'in' operator

Tim Peters tim.one at home.com
Fri Feb 16 22:50:19 EST 2001


[Walter Moreira]
> Why the following test raise an error?
>
>   >>> '' in 'yY'
>   Traceback (most recent call last):
>     File "<stdin>", line 1, in ?
>   TypeError: 'in <string>' requires character as left operand

   elt in sequence

tests whether elt is a member of sequence.  The elements of strings are
characters.  Testing whether anything other than a character is an element
of a string is simply a TypeError:  it's a highly suspicious question
because only a character *could* be an element of a string.  And an empty
string is not a character.

> I would expect it to give 0, false.
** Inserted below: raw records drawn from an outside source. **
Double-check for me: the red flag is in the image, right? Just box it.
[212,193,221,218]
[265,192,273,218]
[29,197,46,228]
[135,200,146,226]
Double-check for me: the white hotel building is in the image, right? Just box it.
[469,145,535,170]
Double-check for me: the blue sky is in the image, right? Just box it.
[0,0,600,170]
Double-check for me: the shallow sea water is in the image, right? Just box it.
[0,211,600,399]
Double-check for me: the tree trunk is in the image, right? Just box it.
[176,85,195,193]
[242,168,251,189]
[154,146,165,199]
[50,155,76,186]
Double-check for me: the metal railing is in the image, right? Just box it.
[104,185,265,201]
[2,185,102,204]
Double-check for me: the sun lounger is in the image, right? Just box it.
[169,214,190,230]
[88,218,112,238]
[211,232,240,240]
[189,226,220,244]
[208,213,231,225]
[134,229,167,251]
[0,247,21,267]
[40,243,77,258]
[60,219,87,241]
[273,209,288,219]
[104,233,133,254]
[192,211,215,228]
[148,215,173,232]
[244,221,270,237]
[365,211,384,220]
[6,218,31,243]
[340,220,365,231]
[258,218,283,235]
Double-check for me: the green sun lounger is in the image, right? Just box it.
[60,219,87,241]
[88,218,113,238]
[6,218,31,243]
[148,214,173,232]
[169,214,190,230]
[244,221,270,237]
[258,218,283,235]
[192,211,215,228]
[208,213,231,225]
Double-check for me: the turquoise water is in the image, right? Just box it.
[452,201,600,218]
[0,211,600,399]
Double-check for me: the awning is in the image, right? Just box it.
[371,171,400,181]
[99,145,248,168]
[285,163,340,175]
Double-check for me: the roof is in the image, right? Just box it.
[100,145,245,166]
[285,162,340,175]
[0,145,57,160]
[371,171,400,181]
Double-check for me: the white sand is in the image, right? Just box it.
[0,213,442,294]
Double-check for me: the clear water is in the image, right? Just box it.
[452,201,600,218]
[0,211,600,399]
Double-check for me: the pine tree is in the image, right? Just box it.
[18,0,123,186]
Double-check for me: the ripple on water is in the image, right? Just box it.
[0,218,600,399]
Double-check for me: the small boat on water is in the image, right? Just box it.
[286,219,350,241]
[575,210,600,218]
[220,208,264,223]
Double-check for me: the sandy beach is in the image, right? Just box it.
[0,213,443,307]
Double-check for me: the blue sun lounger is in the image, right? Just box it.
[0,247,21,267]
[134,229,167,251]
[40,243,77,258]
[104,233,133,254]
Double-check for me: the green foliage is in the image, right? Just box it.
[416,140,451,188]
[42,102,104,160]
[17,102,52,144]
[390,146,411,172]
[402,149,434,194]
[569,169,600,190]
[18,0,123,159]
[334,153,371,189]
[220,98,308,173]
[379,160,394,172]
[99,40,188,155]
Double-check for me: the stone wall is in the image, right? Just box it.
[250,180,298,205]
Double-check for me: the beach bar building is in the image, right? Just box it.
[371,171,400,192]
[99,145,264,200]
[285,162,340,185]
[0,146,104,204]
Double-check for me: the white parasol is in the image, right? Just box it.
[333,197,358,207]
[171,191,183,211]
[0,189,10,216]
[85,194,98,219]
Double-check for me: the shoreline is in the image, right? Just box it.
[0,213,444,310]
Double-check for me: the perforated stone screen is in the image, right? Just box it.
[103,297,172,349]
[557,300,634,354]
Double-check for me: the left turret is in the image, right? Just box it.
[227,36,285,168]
With the actual behavior, one
> must write
>
>   resp = raw_input('Yes or no: ')
>   if resp and resp in 'yY':
>       ....
> to consider the case when the user just press `return',

But fails to consider the case where the user enters more than one character
before pressing 'return' (try it:  it still blows up).  You're missing this
one:

    if resp in ("y", "Y"):

*Now* you're asking whether a string is in a sequence of strings, which
always makes sense and is much closer to your intent.  Even better:

    if resp.lower()[:1] == "y":

After all, if you're asking the user "Yes or no", it's impolite to take
"Yes" as meaning "no" <0.3 wink>.

> Is this a planned behavior?

Yes.  Python is trying to guide you toward writing code you won't regret.
TypeErrors are signs that you're doing something so questionable that Python
would rather refuse to do anything than guess your intent.

   x = 6 + "42"

"642" or 48?  Python refuses to guess -- so that's a TypeError too.